El hombre moderno se pierde en la colectividad de la manera más increíble. Esta es quizá
la tendencia más característica de su personalidad. Y de este modo penetramos en una
nueva Edad Media. Una vez que el acto volitivo común se convierte en regla fija, la libertad
de pensamiento ya no sirve para nada, es inútil. Solamente volveremos a sentir una
necesidad de libertad espiritual, cuando el individuo aislado vuelva a ser espiritualmente
independiente, y se encuentre en una relación más honorable y natural con respecto a las
organizaciones que son ahora la cárcel de su psiquis. Librarse de esta Edad Media en que
nos encontramos actualmente costará mucho más de lo que le costó a la humanidad europea
emerger de la anterior. Porque en aquella ocasión la lucha se dirigía contra ciertos poderes
autoritarios que habían sido impuestos por las circunstancias históricas. Hoy se trata en
cambio de lograr que el individuo pueda abrirse paso para escapar de la prisión espiritual
que él mismo se ha creado. ¿Puede haber tarea más difícil? Todavía no existe una idea clara
de esta miseria espiritual en que vivimos. Año tras año se hace más intensa la difusión de
opiniones nacidas de la colectividad, con exclusión del pensamiento individual.
No solamente desde el punto de vista intelectual, sino también desde el punto de vista
ético es anormal la relación presente entre el individuo y la colectividad. Al renunciar a la
propia opinión, el hombre moderno renuncia también al propio juicio moral. Para poder
encontrar bueno lo que la colectividad, de palabra y de hecho, recomienda como bueno,
para poder condenar lo que según ella es condenable, tiene que contener las reflexiones que
surgen en su mente. No solamente ante los demás, sino también ante sí mismo trata de
impedir que estas reflexiones cobren expresión. De este modo su juicio se pierde en el
juicio de la masa, y la moral en la colectividad.

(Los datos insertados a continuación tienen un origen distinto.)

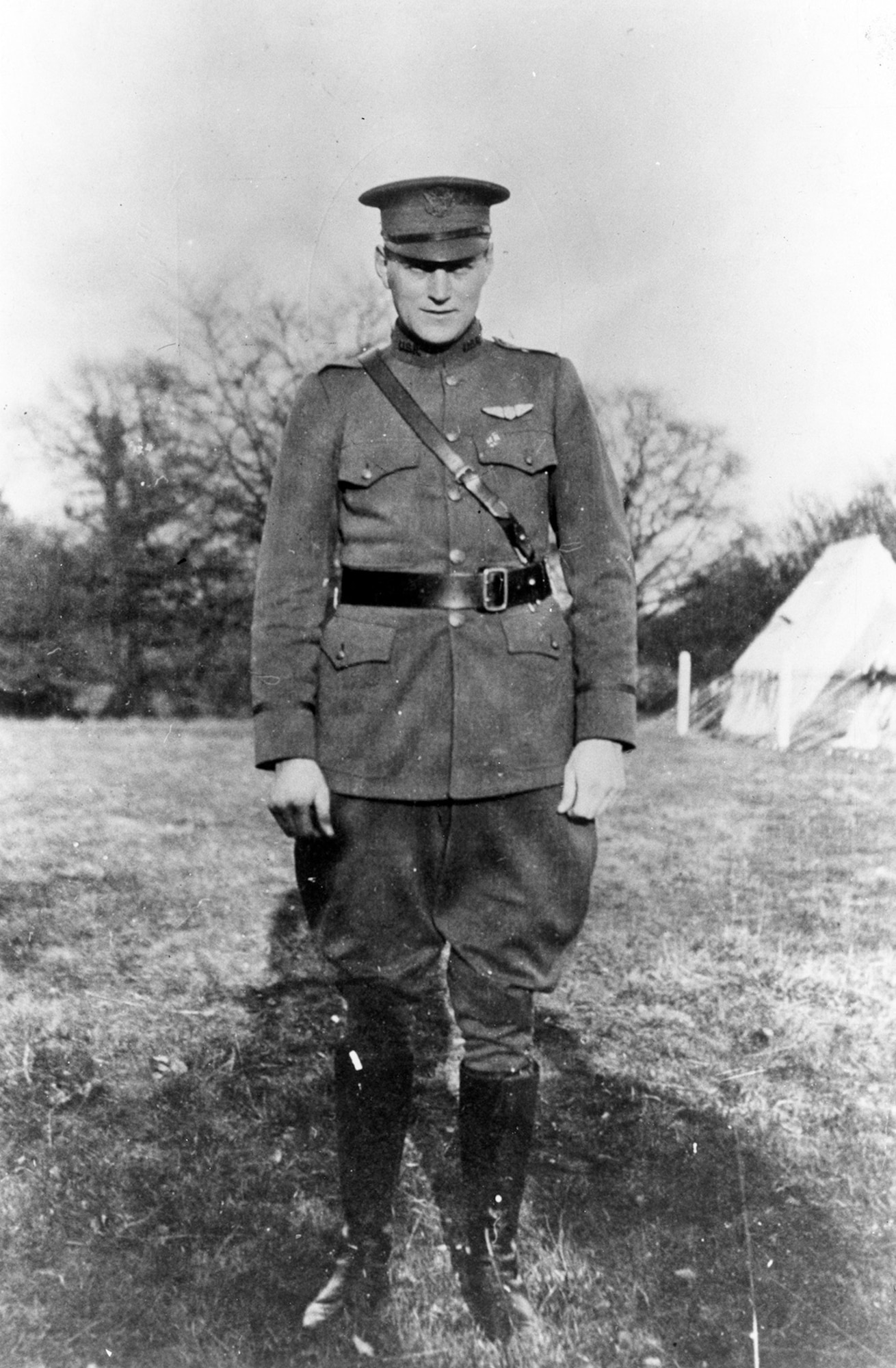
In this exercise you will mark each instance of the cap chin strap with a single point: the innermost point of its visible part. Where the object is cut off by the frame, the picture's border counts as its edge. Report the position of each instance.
(449, 236)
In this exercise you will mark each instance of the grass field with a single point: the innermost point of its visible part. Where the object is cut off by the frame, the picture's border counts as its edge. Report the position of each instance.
(719, 1127)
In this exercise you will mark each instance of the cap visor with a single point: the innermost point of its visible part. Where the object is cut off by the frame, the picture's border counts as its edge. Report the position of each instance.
(451, 250)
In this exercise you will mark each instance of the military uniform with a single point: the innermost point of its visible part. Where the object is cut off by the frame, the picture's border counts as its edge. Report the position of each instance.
(444, 731)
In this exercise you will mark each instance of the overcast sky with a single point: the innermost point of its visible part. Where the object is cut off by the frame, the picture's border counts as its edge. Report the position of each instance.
(704, 194)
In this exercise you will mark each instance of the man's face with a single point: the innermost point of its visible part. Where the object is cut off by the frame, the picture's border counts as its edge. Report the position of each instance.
(436, 300)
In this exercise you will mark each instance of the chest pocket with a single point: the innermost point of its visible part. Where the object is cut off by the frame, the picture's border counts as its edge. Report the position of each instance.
(366, 463)
(530, 451)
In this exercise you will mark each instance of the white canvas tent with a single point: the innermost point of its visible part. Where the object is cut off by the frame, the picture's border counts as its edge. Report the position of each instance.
(828, 657)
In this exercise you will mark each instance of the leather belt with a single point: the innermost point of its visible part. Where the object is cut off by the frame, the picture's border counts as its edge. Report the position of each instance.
(490, 590)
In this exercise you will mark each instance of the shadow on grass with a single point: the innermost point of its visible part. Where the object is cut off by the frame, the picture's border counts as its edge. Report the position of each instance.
(188, 1221)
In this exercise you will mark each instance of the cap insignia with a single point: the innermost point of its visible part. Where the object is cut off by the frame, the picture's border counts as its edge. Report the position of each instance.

¿Qué es una concepción del universo? Es el conjunto de ideas que la sociedad y el
individuo aislado se han formado sobre la esencia y la razón del mundo, sobre la posición y
el destino de la humanidad y del hombre dentro de ella. El saber último hacia el cual
tendemos es el conocimiento de la vida. Nuestros conocimientos nos muestran la vida
desde afuera, nuestra voluntad desde adentro.
La duda sobre si la multitud es capaz de la reflexión necesaria para llegar a una
concepción del universo o Filosofía inteligente acerca del individuo y acerca del mundo,
7. resulta justificada cuando se considera como ejemplo el hombre moderno. Pero éste es un
fenómeno patológico, en su renuncia a la necesidad de pensar. De por sí, existe en el
individuo medio una capacidad dada de reflexión, que no solamente le permite crearse una
Filosofía propia a través de su pensamiento, sino que además hace de ella una necesidad
normal. Los grandes movimientos de opinión que tuvieron lugar en las épocas antiguas y
modernas, permiten sostener con confianza la tesis de que en el individuo normal existe un
pensamiento elemental capaz de despertar de su letargo. Y también la observación
cotidiana de las personas que nos rodean, y de los niños cuando uno tiene contacto con
ellos, confirman esa creencia. Un impulso elemental hacia una Filosofía, fruto del
pensamiento, se agita en nosotros durante la infancia y la adolescencia, cuando se está
formando nuestra personalidad independiente como seres pensantes. Más tarde permitimos
que ese impulso sea acallado, aunque sentimos claramente que de ese modo nos
empobrecemos y nos volvemos menos capaces para el bien. Somos como manantiales, que
ya no manan más agua porque nadie los cuida y se van llenando poco a poco de escombros
y residuos. Todo lo que es persona, está destinado a desarrollarse hacia una verdadera
personalidad a través de su propia Filosofía nacida del propio pensamiento.